I’ve made different flag desserts before. And they’re fun.
But then I thought, wouldn’t it be really fun for each person to have their very own individual little flag shortbread bar?
And that’s when Stars & Stripes Mascarpone Shortbread came to mind.
The Scottish shortbread layer is thin, buttery and crunchy. Bake the shortbread first.
While still warm, cut it into 2 1/2 ” by 4 ” rectangles.
Cool, then frost with light and airy whipped mascarpone frosting.
Top with freshly picked summer strawberries and blueberries!
Stars & Stripes Mascarpone Shortbread is a fun, easy dessert, sure to please patriots of all ages!

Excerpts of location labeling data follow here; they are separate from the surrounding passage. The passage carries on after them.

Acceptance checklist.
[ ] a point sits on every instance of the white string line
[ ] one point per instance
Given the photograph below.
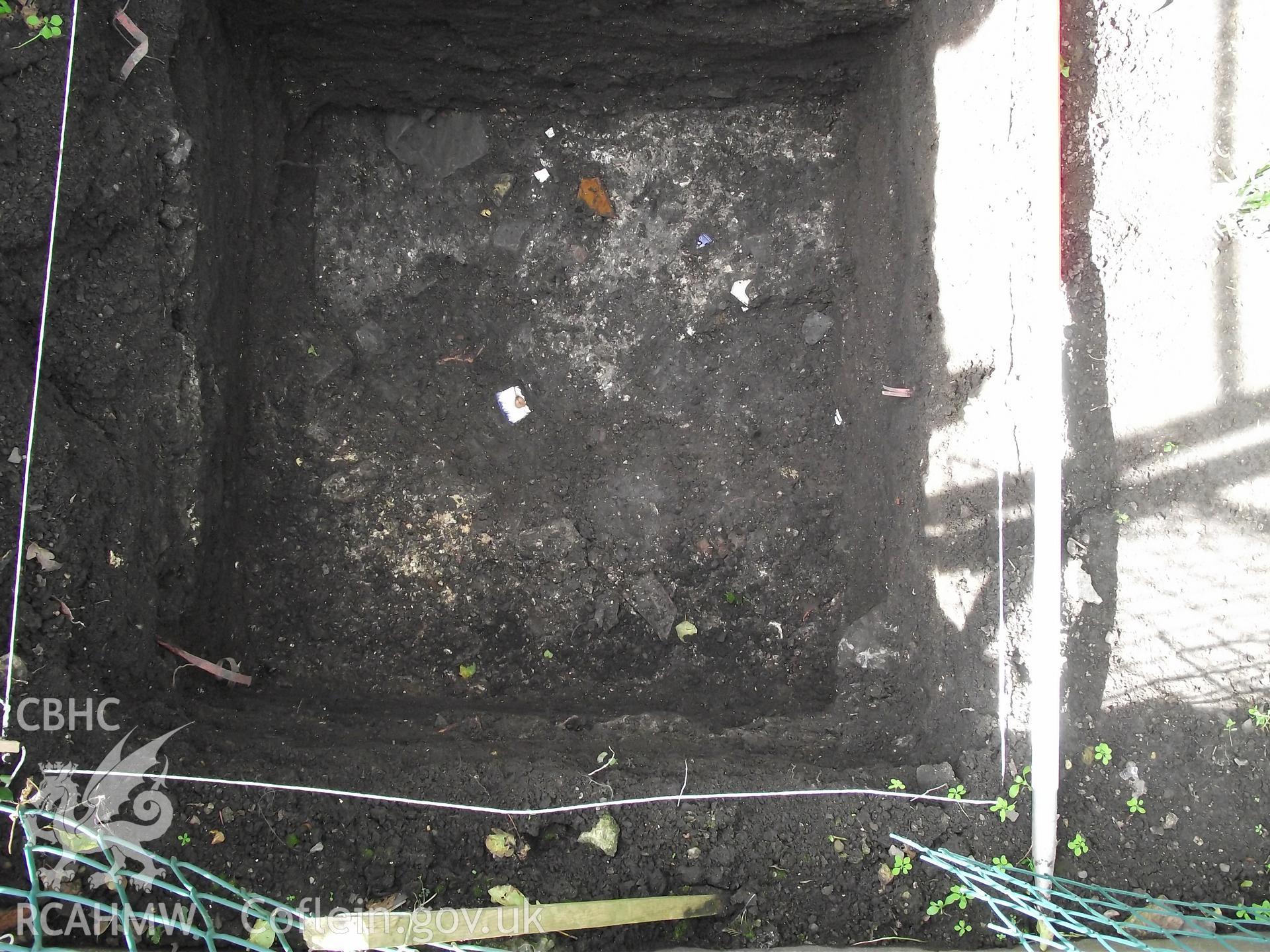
(1002, 696)
(40, 362)
(544, 811)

Star & Stripes Mascarpone Shortbread
- 2 cups butter
- 1 cup sugar
- 4 cups flour
- 1 quart strawberries washed
- 1 pint blueberries washed
- Mascarpone frosting:
- 8 ounces mascarpone
- 1/2 cup white granulated sugar
- 1 cup whipping cream
- 1 teaspoon vanilla
- optional: 1 teaspoon unflavored gelatin dissolved in a couple teaspoons cold water
- Preheat oven to 375 degrees
- Beat butter until creamy.
- Gradually add 1 cup sugar 'til mixtures is smooth.
- Add in flour.
- Press dough with floured hands into parchment lined 12" X 16" cookie sheet.
- (Parchment makes it easy to lift the shortbread out of the pan after baking for easier, precise cutting.)
- Bake at 375° for 18 minutes or 'til golden brown.
- Remove from oven and cool for ten minutes.
- While still warm, carefully lift shortbread out of the pan with the parchment paper and place on a large cutting board.
- Cut into 2 1/2 " by 4" rectangles while warm.
- When cool, frost with Mascarpone Frosting.
- Mascarpone Frosting:
- Place mascarpone, vanilla, sugar and whipping cream together in a mixing bowl.
- Optional: dissolve 1 teaspoon unflavored gelatin in a couple teaspoons cold water.
- Whisk water and gelatin together and let "bloom" a minute or two.
- Add this gelatin mixture in with the other frosting ingredients.
- (Unflavored gelatin helps the light frosting hold up in the heat.)
- Beat all together just until soft peaks form.
- (Be careful not to overbeat or it will quickly turn into butter!)
- Decorate with blueberries for stars and strawberry slices for stripes.
- (I cut the strawberries in half first, then cut those into thin slices, and trim down.)
- Serve immediately or cover and refrigerate.